Simple Salmon: (Inspired by Bon Appetit’s February 2010 Balsamic Glazed Salmon)
- 2 salmon fillets, skin-on (about ¾ pound)
- 1 tablespoon olive oil
- salt & pepper
- 1 tablespoon honey (optional)
- 3 tablespoons balsamic vinegar (optional)
Sprinkle skinless side of salmon with salt and pepper. Heat skillet on medium-high heat. Once hot, put salmon, skin-side down in the skillet. Cook for 3-4 minutes. Flip salmon onto skin side and cook for another 4 minutes until cooked through. Remove from heat.
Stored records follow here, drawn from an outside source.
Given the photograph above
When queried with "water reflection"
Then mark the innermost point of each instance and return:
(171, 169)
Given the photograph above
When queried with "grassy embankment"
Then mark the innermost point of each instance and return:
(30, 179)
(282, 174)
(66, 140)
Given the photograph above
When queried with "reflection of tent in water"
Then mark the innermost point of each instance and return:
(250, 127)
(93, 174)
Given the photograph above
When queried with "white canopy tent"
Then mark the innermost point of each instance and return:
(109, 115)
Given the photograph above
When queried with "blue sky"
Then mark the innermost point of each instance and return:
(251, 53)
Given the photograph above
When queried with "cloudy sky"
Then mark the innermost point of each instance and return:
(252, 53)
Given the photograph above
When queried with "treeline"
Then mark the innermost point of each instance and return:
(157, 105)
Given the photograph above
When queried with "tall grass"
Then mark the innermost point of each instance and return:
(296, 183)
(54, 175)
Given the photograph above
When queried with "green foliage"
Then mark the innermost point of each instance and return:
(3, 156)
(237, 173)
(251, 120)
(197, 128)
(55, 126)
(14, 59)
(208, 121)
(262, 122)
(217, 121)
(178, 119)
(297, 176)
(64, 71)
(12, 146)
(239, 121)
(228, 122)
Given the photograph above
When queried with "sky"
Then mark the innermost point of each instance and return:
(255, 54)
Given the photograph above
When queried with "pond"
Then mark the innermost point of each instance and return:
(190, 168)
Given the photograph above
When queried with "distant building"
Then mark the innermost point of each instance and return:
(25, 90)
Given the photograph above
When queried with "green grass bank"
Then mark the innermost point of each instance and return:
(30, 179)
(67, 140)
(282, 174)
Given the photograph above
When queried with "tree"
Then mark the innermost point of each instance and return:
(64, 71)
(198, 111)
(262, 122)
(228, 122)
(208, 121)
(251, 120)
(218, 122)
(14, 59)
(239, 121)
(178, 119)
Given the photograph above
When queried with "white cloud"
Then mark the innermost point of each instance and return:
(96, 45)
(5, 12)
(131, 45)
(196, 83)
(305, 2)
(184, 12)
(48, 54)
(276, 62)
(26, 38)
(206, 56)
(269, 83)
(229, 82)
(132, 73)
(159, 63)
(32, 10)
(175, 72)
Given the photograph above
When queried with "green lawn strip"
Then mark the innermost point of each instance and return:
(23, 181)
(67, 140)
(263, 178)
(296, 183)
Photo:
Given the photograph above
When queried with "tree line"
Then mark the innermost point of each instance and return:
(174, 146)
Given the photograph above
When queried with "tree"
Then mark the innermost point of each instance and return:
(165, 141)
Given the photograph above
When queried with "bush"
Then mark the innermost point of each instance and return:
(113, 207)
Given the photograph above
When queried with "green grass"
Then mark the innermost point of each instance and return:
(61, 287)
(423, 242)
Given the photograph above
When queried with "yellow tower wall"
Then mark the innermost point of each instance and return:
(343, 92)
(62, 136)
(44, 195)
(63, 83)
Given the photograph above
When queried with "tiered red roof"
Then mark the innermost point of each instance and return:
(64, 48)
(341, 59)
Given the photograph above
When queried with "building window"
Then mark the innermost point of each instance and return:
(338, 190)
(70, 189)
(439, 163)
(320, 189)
You can serve your salmon as simply as this or you can make the balsamic glaze…Add balsamic vinegar and honey to skillet. Boil until reduced to a glaze. Serve glaze on top of salmon.
Enjoy salmon nicely placed on top of kale with your roasted root vegetables on the side. Great colors, flavor, and freshness. I’m all about olive oil and fresh produce. Nothing fancy, right? What a perfect Valentine’s dinner for us. Minimal work, but still making good food. We enjoyed our dinner with a great bottle of wine and a nice, quiet evening at home.